My aunts had been glued to my side from the moment Adam had walked me into the house. I sat now on the foot of Ellen’s bed, wrapped in one of her light robes. Oliver had spun the chair of Ellen’s makeup mirror around and stared at me in dumbfounded wonder.

I no longer had the nearly omniscient awareness of the line. I was no longer part of the line. I was just me. Mercy. Its secrets were no longer mine, and I was quickly forgetting the few bits of arcane knowledge I had brought back with me. I looked at my cousin, and searched his face for the boy I had known, the boy who had died. Two possibilities—alive or dead—balanced in the flux of what now passed for reality.

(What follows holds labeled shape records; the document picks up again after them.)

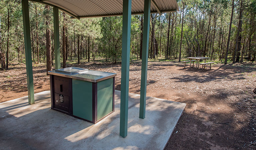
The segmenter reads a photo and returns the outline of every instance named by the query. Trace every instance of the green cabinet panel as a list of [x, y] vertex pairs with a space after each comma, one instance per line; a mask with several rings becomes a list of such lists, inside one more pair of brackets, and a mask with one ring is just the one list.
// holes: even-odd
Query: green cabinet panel
[[72, 79], [73, 114], [92, 121], [92, 83]]
[[113, 110], [113, 78], [97, 83], [97, 121]]

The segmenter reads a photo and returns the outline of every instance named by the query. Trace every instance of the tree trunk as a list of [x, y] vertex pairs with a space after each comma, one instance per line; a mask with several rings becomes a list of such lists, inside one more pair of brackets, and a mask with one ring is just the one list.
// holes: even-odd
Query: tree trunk
[[37, 11], [36, 9], [36, 50], [37, 51], [37, 63], [39, 63], [39, 45], [38, 45], [38, 23], [37, 23]]
[[[241, 40], [242, 39], [242, 26], [243, 23], [242, 18], [243, 17], [243, 0], [241, 0], [241, 6], [240, 8], [240, 13], [239, 15], [239, 22], [238, 23], [238, 28], [237, 29], [237, 50], [236, 53], [236, 62], [239, 61], [240, 57], [240, 50], [241, 48]], [[233, 58], [233, 59], [234, 58]]]
[[88, 62], [90, 62], [90, 37], [88, 37]]
[[32, 39], [32, 53], [33, 54], [33, 61], [34, 61], [34, 36], [33, 36], [33, 28], [32, 27], [31, 27], [31, 39]]
[[[251, 27], [252, 26], [252, 15], [251, 15], [251, 17], [250, 19], [250, 25]], [[249, 36], [249, 47], [248, 47], [248, 60], [251, 60], [252, 59], [252, 50], [251, 50], [251, 42], [252, 42], [252, 40], [251, 40], [251, 37], [252, 37], [252, 29], [251, 29], [251, 34], [250, 36]]]
[[45, 25], [46, 29], [46, 74], [48, 74], [48, 71], [52, 71], [51, 66], [51, 32], [49, 29], [50, 24], [48, 11], [50, 6], [45, 5], [45, 8], [47, 10], [47, 14], [45, 16]]
[[140, 59], [142, 58], [142, 38], [143, 36], [143, 15], [141, 15], [141, 47], [140, 49]]
[[232, 1], [232, 10], [231, 12], [231, 17], [230, 17], [230, 23], [229, 24], [229, 30], [228, 32], [228, 41], [227, 43], [227, 49], [226, 51], [226, 55], [225, 56], [225, 61], [224, 64], [226, 65], [228, 62], [228, 50], [229, 47], [229, 42], [230, 41], [230, 35], [231, 34], [231, 28], [232, 26], [232, 20], [233, 19], [233, 13], [234, 13], [234, 1]]
[[62, 57], [63, 58], [63, 65], [62, 68], [64, 68], [66, 67], [66, 15], [63, 13], [63, 25], [62, 28]]
[[185, 4], [183, 4], [183, 8], [182, 9], [182, 22], [181, 23], [181, 42], [180, 44], [180, 54], [179, 55], [179, 62], [181, 62], [181, 45], [182, 44], [182, 34], [183, 31], [183, 21], [184, 20], [184, 9], [185, 6]]
[[54, 51], [54, 45], [53, 45], [54, 43], [54, 41], [53, 41], [53, 39], [54, 39], [54, 34], [53, 32], [52, 32], [52, 34], [51, 37], [51, 65], [52, 66], [53, 65], [53, 55], [54, 55], [54, 53], [53, 53]]
[[80, 42], [80, 37], [79, 35], [77, 35], [77, 60], [78, 64], [80, 63], [80, 51], [79, 49], [79, 42]]
[[[216, 10], [217, 9], [216, 9]], [[212, 40], [212, 54], [211, 54], [211, 61], [212, 61], [212, 59], [213, 58], [213, 53], [214, 52], [214, 38], [215, 38], [215, 31], [216, 31], [216, 22], [217, 22], [217, 18], [216, 18], [216, 15], [217, 15], [217, 11], [215, 11], [215, 13], [214, 15], [214, 28], [213, 29], [213, 40]]]
[[172, 57], [172, 50], [171, 50], [171, 47], [173, 43], [173, 26], [174, 25], [174, 13], [173, 13], [173, 20], [172, 21], [172, 27], [171, 30], [171, 37], [170, 37], [170, 46], [169, 48], [169, 53], [170, 55], [170, 58]]
[[170, 25], [171, 24], [171, 13], [169, 13], [169, 21], [168, 22], [168, 30], [167, 31], [167, 47], [166, 50], [166, 55], [165, 59], [168, 59], [168, 50], [169, 47], [169, 38], [170, 37]]
[[9, 65], [9, 30], [10, 29], [10, 9], [7, 7], [8, 15], [7, 26], [7, 46], [6, 49], [6, 69], [8, 69]]
[[208, 39], [208, 34], [209, 33], [209, 28], [210, 28], [210, 24], [211, 24], [211, 17], [212, 16], [212, 13], [210, 13], [210, 16], [209, 17], [209, 23], [208, 24], [208, 29], [207, 29], [207, 32], [206, 33], [206, 36], [205, 37], [205, 48], [204, 50], [204, 57], [205, 57], [205, 53], [206, 52], [206, 43], [207, 43], [207, 39]]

My mind flashed back for a moment on Schrödinger’s cat. Here was a wave I intended to collapse once and for all.

“If you were dead, I don’t think you would be here to ask me that question.” Somehow Colin had managed to extract me without undoing the changes the line had made on my behalf. At least it appeared so for now, although time might prove otherwise.

“Of course you’re alive. We both are. We all are,” Oliver said as he abandoned his chair to come and stand before me. He put his hand under my chin and drew my eyes up to meet his. He held me there some moments, staring deeply into my soul. Finally he shook the finger of his other hand in my face. “Gingersnap, don’t you ever do that again.”